Circadian rhythms generated in the brain synchronize physiological and behavioral responses to environmental light / dark cycles, including the maintenance of autonomic tone and key reflex pathways. The hypothalamic suprachiasmatic nucleus (SCN) is the master brain clock and achieves rhythmicity through endocrine and neural control of the autonomic nervous system. While many studies have focused on understanding rhythm generation in the SCN, much less is known about extra-SCN clock mechanisms. The purpose of this study was to investigate the nucleus of the solitary tract (NTS) of the brainstem as a key candidate for the extra-SCN rhythmic control of the autonomic nervous system and feeding.

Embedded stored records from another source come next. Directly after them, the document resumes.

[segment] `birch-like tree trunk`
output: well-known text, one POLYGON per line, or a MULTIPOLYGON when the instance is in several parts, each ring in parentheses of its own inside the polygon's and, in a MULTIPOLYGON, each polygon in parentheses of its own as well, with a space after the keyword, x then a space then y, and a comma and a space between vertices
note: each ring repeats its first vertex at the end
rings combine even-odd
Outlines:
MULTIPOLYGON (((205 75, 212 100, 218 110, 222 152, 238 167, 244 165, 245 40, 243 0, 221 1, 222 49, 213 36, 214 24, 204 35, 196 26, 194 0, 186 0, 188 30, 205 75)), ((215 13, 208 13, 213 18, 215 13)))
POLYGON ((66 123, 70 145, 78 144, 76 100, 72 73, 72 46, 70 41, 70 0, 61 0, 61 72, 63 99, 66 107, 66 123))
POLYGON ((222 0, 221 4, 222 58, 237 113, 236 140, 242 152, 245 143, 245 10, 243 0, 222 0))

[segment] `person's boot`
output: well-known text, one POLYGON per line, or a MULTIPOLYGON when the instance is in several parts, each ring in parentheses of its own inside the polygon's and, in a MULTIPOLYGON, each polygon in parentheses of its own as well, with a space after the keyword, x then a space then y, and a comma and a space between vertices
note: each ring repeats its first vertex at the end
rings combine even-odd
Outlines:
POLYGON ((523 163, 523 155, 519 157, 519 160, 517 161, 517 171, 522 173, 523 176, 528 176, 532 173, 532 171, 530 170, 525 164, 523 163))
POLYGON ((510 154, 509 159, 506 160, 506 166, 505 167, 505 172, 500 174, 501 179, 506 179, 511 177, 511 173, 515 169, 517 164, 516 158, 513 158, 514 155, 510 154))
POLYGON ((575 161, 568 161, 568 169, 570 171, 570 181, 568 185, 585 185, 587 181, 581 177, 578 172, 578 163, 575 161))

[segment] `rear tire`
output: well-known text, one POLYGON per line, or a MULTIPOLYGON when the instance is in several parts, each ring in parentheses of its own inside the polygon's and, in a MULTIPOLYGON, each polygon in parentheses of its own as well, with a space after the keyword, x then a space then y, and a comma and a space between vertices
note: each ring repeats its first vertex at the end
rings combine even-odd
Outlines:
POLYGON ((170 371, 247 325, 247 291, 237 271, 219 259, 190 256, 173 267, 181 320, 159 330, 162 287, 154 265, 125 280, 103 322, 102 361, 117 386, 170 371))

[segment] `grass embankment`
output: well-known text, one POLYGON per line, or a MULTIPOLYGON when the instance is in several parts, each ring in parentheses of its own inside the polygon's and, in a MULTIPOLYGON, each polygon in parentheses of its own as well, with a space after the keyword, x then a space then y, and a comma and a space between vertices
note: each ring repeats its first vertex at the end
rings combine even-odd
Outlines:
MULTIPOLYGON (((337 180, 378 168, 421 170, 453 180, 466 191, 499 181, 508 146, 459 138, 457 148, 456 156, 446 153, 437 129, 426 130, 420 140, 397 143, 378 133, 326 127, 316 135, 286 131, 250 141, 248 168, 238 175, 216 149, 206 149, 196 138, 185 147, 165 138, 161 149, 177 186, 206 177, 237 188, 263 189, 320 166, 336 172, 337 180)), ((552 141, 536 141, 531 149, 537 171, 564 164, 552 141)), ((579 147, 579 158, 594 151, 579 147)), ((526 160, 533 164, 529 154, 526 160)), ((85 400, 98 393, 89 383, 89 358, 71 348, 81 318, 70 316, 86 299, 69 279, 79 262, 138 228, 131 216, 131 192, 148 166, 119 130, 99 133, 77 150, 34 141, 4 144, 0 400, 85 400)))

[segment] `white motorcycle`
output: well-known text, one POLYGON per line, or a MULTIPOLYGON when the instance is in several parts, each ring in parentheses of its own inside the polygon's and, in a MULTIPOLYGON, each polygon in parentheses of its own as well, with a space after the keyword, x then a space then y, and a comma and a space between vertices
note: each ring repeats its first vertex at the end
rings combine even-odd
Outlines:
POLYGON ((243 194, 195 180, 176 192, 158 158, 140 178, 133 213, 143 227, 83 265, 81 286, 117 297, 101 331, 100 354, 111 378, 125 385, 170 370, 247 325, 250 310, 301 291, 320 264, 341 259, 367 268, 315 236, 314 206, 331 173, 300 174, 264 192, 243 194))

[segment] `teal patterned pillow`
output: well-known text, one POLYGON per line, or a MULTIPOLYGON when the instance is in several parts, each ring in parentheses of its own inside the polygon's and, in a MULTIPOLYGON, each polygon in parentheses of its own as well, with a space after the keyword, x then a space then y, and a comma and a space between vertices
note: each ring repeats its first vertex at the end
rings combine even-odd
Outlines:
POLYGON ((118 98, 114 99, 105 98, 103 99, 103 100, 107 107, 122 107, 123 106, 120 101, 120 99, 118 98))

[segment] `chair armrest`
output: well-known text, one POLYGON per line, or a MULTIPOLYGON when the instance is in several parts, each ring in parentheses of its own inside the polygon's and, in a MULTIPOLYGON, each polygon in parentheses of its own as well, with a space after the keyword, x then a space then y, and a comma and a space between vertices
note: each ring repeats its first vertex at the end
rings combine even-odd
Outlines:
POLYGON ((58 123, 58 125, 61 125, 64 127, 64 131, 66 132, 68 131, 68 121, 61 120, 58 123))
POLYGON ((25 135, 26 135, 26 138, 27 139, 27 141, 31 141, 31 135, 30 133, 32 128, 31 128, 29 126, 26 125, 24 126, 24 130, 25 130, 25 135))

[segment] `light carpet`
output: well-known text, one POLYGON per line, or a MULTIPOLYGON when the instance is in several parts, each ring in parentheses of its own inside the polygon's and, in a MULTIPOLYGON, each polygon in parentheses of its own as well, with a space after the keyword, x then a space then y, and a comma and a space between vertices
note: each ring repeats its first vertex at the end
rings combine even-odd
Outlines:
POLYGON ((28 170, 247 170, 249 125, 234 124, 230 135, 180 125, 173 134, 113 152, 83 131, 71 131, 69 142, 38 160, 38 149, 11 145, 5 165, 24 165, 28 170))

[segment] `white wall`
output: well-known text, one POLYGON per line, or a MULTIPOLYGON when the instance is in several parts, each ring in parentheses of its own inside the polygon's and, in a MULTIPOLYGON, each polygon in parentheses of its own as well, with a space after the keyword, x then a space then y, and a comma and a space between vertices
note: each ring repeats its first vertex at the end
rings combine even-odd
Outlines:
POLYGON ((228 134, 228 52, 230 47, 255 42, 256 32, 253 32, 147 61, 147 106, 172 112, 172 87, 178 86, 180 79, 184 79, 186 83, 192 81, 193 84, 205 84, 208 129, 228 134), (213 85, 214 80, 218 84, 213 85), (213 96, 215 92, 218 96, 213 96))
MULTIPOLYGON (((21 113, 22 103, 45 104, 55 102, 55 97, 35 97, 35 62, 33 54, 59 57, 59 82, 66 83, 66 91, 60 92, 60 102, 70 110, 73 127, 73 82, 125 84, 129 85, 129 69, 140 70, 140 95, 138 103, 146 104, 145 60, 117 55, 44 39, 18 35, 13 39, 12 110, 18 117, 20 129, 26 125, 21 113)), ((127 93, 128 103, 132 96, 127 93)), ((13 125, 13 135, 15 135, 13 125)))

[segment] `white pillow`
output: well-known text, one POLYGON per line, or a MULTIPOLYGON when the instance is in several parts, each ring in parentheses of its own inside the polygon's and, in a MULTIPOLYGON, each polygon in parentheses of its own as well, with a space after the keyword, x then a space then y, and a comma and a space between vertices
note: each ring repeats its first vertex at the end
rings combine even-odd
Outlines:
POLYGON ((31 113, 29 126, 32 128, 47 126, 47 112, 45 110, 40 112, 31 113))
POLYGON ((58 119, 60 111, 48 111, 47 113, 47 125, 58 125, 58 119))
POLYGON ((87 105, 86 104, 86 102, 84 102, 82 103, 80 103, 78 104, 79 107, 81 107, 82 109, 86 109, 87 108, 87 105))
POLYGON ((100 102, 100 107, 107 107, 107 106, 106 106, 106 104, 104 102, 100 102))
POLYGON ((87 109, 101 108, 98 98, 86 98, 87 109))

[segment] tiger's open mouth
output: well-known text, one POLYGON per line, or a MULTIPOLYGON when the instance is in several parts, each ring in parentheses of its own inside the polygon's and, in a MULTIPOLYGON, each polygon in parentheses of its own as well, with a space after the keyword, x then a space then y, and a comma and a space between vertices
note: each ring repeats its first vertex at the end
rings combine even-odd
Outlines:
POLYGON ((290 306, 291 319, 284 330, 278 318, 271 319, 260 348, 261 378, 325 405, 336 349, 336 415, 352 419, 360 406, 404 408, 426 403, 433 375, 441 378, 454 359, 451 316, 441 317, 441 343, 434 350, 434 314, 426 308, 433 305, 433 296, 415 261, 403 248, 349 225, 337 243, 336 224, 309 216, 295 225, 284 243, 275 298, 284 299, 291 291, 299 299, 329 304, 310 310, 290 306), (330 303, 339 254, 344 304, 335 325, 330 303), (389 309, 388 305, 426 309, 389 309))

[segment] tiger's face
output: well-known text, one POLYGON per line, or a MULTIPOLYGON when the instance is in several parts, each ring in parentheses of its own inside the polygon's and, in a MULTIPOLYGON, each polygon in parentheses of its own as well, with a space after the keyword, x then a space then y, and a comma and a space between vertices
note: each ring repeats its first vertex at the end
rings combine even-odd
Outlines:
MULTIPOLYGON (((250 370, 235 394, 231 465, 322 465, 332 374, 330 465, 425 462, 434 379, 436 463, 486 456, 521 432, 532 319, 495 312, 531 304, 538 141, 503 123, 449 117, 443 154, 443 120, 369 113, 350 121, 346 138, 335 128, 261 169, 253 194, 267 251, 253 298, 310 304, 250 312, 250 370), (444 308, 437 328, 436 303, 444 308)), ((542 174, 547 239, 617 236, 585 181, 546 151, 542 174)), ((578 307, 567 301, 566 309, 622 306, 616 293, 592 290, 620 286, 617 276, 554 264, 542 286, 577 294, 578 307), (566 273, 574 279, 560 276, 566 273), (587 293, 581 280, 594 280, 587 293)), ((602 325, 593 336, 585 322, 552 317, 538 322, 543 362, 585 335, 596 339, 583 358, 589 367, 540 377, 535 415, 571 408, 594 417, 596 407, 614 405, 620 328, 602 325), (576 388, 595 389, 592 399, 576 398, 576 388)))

The NTS receives direct visceral inputs through the vagus nerve and is directly responsive to circulating factors and hormones; positioning it as a key integrator of circadian rhythms and visceral status. In these studies we utilized molecular biology (qPCR), PER1 driven in vitro luciferase imaging, and whole cell patch-clamp electrophysiology on primary vagal afferent neurons and brainstem slices containing the solitary tract from rats and mice.


To begin, we investigated the basic components of the molecular circadian clock using quantitative PCR and in vitro luciferase activity as reporters of clock gene expression. From these approaches we determined the NTS expresses a robust molecular clock mechanism that can persist for many days independent of extrinsic coordination from the light / dark cycle or SCN. We extended these results using patch-clamp electrophysiology and demonstrated the additional presence of rhythmic glutamatergic neurotransmission onto NTS neurons.


Together these observations suggest the NTS possesses intrinsic clock mechanism that may contribute to circuit activity, feeding, and autonomic control throughout the day.